Game Review | Spiritfarer
Alice totally wrecked me. She was a hedgehog. An elderly, frail hedgehog who loved pudding and gardening and her family and, close to the end, needed me to help her move from here to there. She was tired. Exhausted, even. A kind of existential ennui unravelling at the edges of purpose. Sometimes she got confused, and thought I was her niece, Annie. She loved Annie very much.
And so, when it was her time her to go, I had to be Annie. A comfort, I suppose, in Alice’s last moments on this dreary mortal coil. Dressed as Annie, in her red hat and minty-green shirt, I escorted Alice to the very precipice of reality, that blurry space between now and forever, and we said our goodbyes. Alice moved on, and I sobbed. Like a baby. A for-reals, (almost) embarrassing ugly-cry, I mean, that distressed my husband enough to pause his game and ask what was wrong and if I needed a talk or a hug. Maybe it’s because one of our cats recently died, very abruptly, and I had no time to ready myself for that. I don’t know if I even could have, though, but whatever the reason, it was traumatic as f**k. The cat and Alice, although I didn’t even get to tell my cat goodbye and I miss him so much and he was an extraordinary (if also very stupid, because omg, he was so stupid) boy, and Alice is a made-up hedgehog in a video game. It’s been a bad 2020, OK, and I can project my emotional drama if I want to.
Spiritfarer is, as the marketing blurb describes it, “a cozy management game about dying”. And I suppose most games are, to some extent, about dying, but Spiritfarer is different. It’s cozy, yes, and it’s definitely a management game, but more focused on the actual event, or the poignancy, I suppose, of the “dying” thing, than counting XP for unlocks or wins. In this game, dying isn’t a restart — it’s a narrative process, and a necessary one. Metaphorically and not so metaphorically. It’s hard to explain.
Based on Greek mythology, the game casts you as Charon‘s new replacement Stella, an usher-for-unexpected-hire from this to what’s next. Your job is to make that transition ... uncomplicated, and to help resolve your patrons’ unfinished business. That’s also hard to explain, but it involves talking and hugging, and even if you don’t have a convenient human on standby, the game provides a substitute. An evocative, heartbreaking, watercolour substitute.

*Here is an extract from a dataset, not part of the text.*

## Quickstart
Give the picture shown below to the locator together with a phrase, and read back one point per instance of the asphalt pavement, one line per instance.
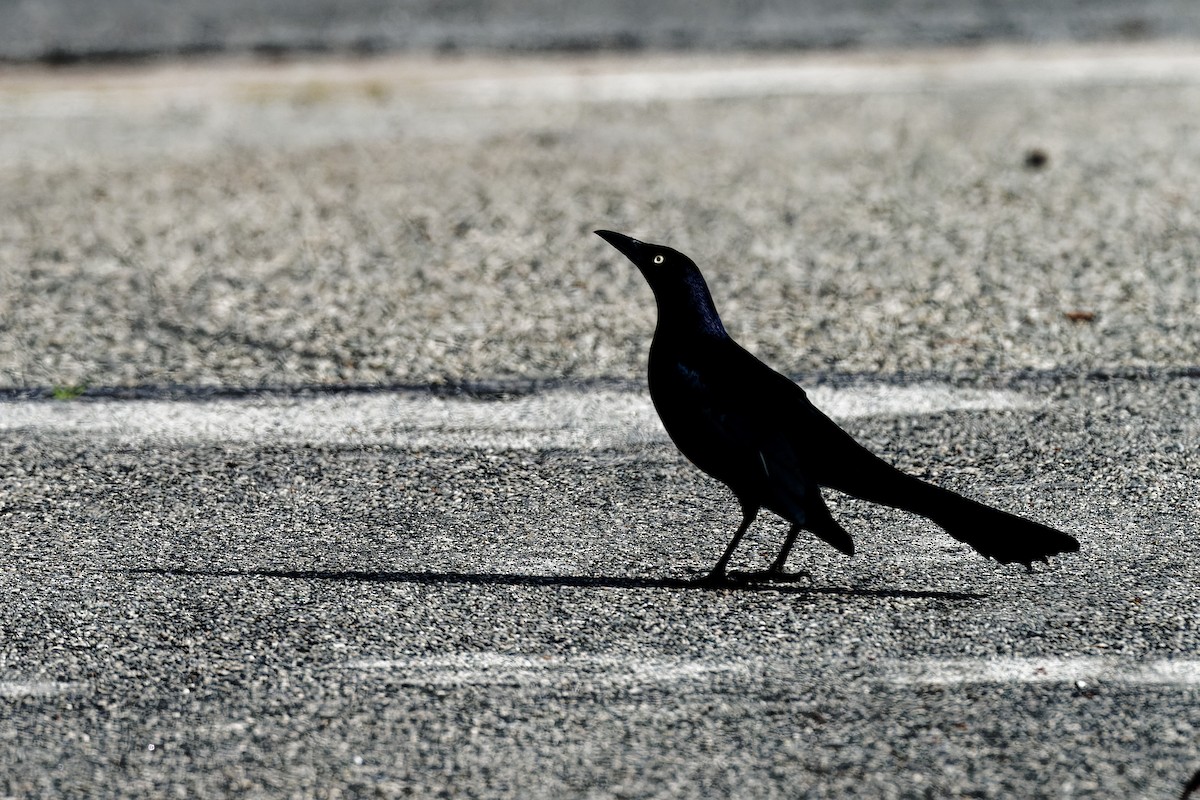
(327, 467)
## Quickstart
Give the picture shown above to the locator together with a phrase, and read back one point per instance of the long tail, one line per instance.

The game mechanics are simple but constantly engaging, a tranquil, if unconventional mix of maintenance chores and existential anxiety. The existential anxiety is probably not exactly what developer Thunder Lotus Games intended — more like empathy and consolation, I think — but I’m not in the space for some emotional epiphany about oblivion and that’s my prerogative and yours too.
Instead, you navigate a sort of purgatorial archipelago, cooking, collecting and processing different resources, building and upgrading structures on your boat, and playing therapist, according to your patrons’ requirements — Atul wants pork chops, for example, and Gwen wants to reminisce about her dysfunctional family (like, a lot). And when it’s time for them to let go, you’ll help each one to move on. It’s necessarily repetitive but also contemplative and serene, and as Alice proved, a profound exposition of the mundane reality of dying. Because, in the end, it is mundane, and the inevitable game over for you, me, and everybody else must confront. If pork chops and a visit to the lake house in Italy can mitigate the grief, who am I to decline the opportunity (or the “not recommended” Google reviews). If Alice wants Annie, Alice gets Annie.